Local officials praised the efforts of olive oil producers who yielded eleven awards at the World Competition. Their success was attributed to hard work and cooperation.
Part of our continuing special coverage of the 2022 NYIOOC World Olive Oil Competition.
Zadar county prefect Božidar Longin held a ceremony in the homonymous capital city to congratulate local wine, cheese and extra virgin olive oil producers for their outstanding results in a series of competitions.
Encompassing northern Dalmatia and southeastern Lika, Zadar county is one of seven coastal counties in Croatia branded as an official wine tourism destination.
The awards from the competition are the best proof of how seriously and responsibly they have approached breeding and production, combining tradition and new knowledge.
“We have quality,” Longin said. “We also have respectable quantities of top-quality oils, wine and cheese, and now we should work on a stronger appeal to tourists.”
Wine producers from Zadar earned 12 awards at the recent Decanter World Wine Awards in London, and local cheese producers celebrated their success in three international competitions.See Also:The Best Olive Oils from Croatia
Meanwhile, 10 olive oil producers earned 12 awards at the 2022 NYIOOC World Olive Oil Competition, the world’s largest olive oil quality competition.
Overall, producers from Croatia earned 96 awards from 112 entries in the competition, the third-highest total behind Italy and Spain. However, Croatia’s 86 percent success rate was the highest of any country that submitted more than three entries.
“In terms of percentage of success and quality, we are the best in the world,” said Ivica Vlatković, who won two Silver Awards at the competition and is the president of the Zadar County Olive Growers Association.
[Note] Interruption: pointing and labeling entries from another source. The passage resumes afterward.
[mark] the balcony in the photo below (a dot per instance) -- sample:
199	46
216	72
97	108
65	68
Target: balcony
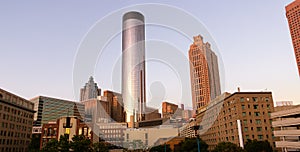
286	122
288	144
287	133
According to Vlatković, as many as 3,500 farmers grow olives on 2,580 hectares in the county. In addition, there are 38 mills, which process about 800,000 liters of oil. Zadar also hosts two panels with 43 certified olive oil evaluators.
“The goal is to produce, brand and sell quality extra virgin olive oils at appropriate prices to benefit not only olive growers but also consumers,” Vlatkovic said.
He believes Zadar and the rest of Dalmatia can follow the organizational playbook set by producers in the northwestern Istria peninsula to systematically sign up farmers and millers to compete in the competition and assist them in testing their oils and financing their entries.
Longin added that the awards result from the hard work and cooperation among farmers, local authorities and other institutions.
“The awards from the competition are the best proof of how seriously and responsibly they have approached breeding and production, combining tradition and new knowledge,” he said. “With such a combination, success cannot be absent.”
According to Longin, agritourism is an excellent way to develop Zadar County’s rural areas sustainably. He added the county is supporting an increasing number of new agritourism operations.
“Branding Zadar County as a gastronomic destination is one of our goals, and it is not possible without the producers of top extra virgin olive oils, wines and cheeses,” Longin said.
On behalf of the winners, Vlatković thanked the county for its efforts to support agricultural producers.